"Le sel de la vie" est une lettre. Françoise Héritier s'adresse à un professeur de médecine qui lui est proche, Jean Charles Piette, "grand clinicien, professeur de médecine interne à l'hôpital de La Pitié, adoré de ses patients dont je suis depuis trente ans, il ne vit que pour eux et pour son travail. Je l'ai toujours connu au bord de l'épuisement physique et moral, consacrant des heures à chaque patient..."

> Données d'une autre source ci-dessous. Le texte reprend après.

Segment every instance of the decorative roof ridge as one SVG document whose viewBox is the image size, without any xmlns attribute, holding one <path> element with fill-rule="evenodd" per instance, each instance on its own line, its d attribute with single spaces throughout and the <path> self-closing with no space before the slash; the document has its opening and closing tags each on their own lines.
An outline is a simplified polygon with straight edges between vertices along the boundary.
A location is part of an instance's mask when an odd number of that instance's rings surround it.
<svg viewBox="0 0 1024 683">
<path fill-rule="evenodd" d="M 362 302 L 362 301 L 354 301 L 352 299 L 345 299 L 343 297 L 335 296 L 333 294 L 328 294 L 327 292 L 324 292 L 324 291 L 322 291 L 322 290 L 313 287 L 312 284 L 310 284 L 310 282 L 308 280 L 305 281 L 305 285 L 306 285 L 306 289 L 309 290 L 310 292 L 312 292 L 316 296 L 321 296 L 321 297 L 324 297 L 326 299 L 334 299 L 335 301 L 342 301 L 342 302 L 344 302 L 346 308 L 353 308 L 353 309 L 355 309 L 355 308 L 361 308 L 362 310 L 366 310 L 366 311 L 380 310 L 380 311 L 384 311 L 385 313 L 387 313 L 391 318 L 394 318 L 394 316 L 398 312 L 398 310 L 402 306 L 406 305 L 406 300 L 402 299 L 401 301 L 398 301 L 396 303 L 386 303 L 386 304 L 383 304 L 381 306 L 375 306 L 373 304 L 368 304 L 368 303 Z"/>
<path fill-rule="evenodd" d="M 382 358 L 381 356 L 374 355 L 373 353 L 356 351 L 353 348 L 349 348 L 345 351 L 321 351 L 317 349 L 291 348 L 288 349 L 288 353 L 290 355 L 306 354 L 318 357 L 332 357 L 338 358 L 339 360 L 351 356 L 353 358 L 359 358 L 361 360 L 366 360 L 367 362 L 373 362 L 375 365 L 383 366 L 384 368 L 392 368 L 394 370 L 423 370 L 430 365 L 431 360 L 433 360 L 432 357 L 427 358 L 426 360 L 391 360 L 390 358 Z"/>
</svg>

On y trouvera cependant la patte de l'anthropologue: d'abord, et c'est le gros du texte, les observations de terrain. Ensuite, l'analyse qu'elle en fait. Terrain / distanciation, on est bien dans la tension créatrice de la connaissance anthropologique. Mais la surprise vient du type de terrain vers lequel nous emmène Françoise Héritier. Quelques extraits pour y entrer:
...trier des lentilles
...une conversation complice avec un chat siamois
...sentir l'odeur chaude et épicée de la terre africaine
...retrouver une vieille boite au trésor avec un beau mica dedans, avoir la conscience du caractère fugace des choses et de la nécessité d'en profiter.
...frissonner légèrement à la tombée du soir, être imperméable à la perfidie de certains propos.
Le terrain dans Le sel de la vie, ce sont ses propres émotions. Et plus précisément, les émotions créées par les moments de plaisir légers qui traversent fugitivement le quotidien. Françoise Héritier a délibérément laissé de côté "les raffinements du plaisir intellectuel ou de celui qu'on éprouve dans des engagements".
On imagine qu'elle a du capter ces moments fugitifs au jour le jour dans quelque chose comme un journal intime. Les historiens ont parlé de temps long et de temps court dans l'histoire humaine, ici il s'agit d'un temps léger. Temps léger mais non négligeable, puisqu'il a permis à Françoise Héritier" de faire de chaque épisode de sa vie un trésor de beauté et de grâce qui s'accroît sans cesse, tout seul, et où l'on peut se ressourcer chaque jour. Rien de tout cela n'est vraiment sorcier, n'est-ce pas?"
En fin de livre, quelques éléments d'analyse à commencer par "ce "je" qui est notre richesse", "fait d'une ouverture au monde – d'une aptitude à observer, d'une empathie avec le vivant, d'une capacité à faire corps avec le réel. "Je" n'est pas seulement ce lui qui pense et qui fait, mais celui qui ressent et éprouve selon les lois d'une énergie souterraine sans cesse renouvelée."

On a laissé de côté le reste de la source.